Awards, People

Berkeley and UC diversity champion wins national recognition

By Public Affairs

For her work toward increasing faculty diversity at UC Berkeley and running UC’s major pipeline bringing new scholars into tenure-track academic posts, Sheila O’Rourke is winning national recognition.

Sheila O'Rourke

Sheila O'Rourke. (Bobby White photo)

O’Rourke, director of Faculty and Postdoctoral Diversity Initiatives at Berkeley as well as director of the UC President’s Postdoctoral Fellowship Program, will receive the National Association of Diversity Officers in Higher Education’s 2012 Individual Leadership Award at the organization’s annual conference next week in Los Angeles.

“Since 1995, she has played a catalytic role with the UC system in its response to Proposition 209, the first statewide initiative banning the consideration of race and gender in public higher education,” said her nomination letter.
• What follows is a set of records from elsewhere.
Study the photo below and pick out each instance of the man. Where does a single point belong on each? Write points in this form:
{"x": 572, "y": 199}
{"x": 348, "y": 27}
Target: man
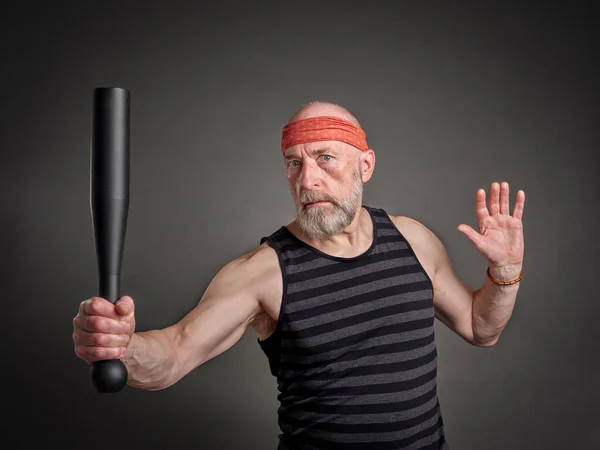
{"x": 342, "y": 299}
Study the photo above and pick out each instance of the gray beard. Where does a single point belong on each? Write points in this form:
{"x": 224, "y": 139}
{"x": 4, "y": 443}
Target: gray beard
{"x": 324, "y": 222}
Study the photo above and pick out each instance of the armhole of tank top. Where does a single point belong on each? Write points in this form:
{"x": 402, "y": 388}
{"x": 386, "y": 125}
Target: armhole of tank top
{"x": 269, "y": 340}
{"x": 412, "y": 251}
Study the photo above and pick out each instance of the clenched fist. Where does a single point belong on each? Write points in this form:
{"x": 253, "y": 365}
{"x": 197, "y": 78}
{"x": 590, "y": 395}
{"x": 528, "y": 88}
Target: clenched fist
{"x": 102, "y": 330}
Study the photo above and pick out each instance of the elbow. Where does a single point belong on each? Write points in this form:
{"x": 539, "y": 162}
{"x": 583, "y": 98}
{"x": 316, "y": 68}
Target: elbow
{"x": 478, "y": 341}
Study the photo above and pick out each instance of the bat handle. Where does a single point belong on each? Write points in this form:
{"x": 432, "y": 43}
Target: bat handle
{"x": 110, "y": 375}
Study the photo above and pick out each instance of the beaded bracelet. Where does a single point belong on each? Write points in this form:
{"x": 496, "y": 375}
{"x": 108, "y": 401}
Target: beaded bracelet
{"x": 504, "y": 283}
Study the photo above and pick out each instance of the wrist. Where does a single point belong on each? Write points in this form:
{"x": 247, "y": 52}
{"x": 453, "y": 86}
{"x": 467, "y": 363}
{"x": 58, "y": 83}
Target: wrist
{"x": 505, "y": 273}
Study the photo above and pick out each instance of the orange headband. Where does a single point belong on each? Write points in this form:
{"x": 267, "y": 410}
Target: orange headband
{"x": 323, "y": 128}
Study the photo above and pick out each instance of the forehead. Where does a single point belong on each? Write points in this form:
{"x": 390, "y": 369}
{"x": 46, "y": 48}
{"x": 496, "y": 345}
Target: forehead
{"x": 316, "y": 148}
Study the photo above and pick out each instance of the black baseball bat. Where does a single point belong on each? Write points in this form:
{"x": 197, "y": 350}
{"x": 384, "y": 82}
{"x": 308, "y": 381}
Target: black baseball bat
{"x": 109, "y": 202}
She helped develop new strategies for achieving diversity in the post-affirmative-action age that have had an impact not only at Berkeley and throughout UC, but around the nation.

As director of the UC’s PPFP, she designed and implemented selection criteria and a hiring incentive that supported the careers of many scholars whose teaching, research and service will contribute to diversity at UC. Over 100 former PPFP fellows have received UC faculty appointments in recent years. “Of the 34 new PPFP faculty eligible for tenure in the past decade, 33 have achieved tenure, far exceeding the UC average,” the letter continued.

O’Rourke has also had an impact promoting the consideration of diversity in admissions and faculty hiring. She has served as Berkeley’s assistant provost for academic affairs, as well as assistant vice provost for equity and inclusion at UC’s Office of the President.

In her current position, she is working on faculty diversity initiatives, including faculty mentoring programs and strategic planning for diversity in academic schools and departments, as well as continuing to direct the PPFC.

A lawyer, O’Rourke has also served as an attorney in the U.S. Department of Education Office of Civil Rights. She teaches a course on civil rights law in higher education at Berkeley’s Graduate School of Education through the Freshman Seminar Program.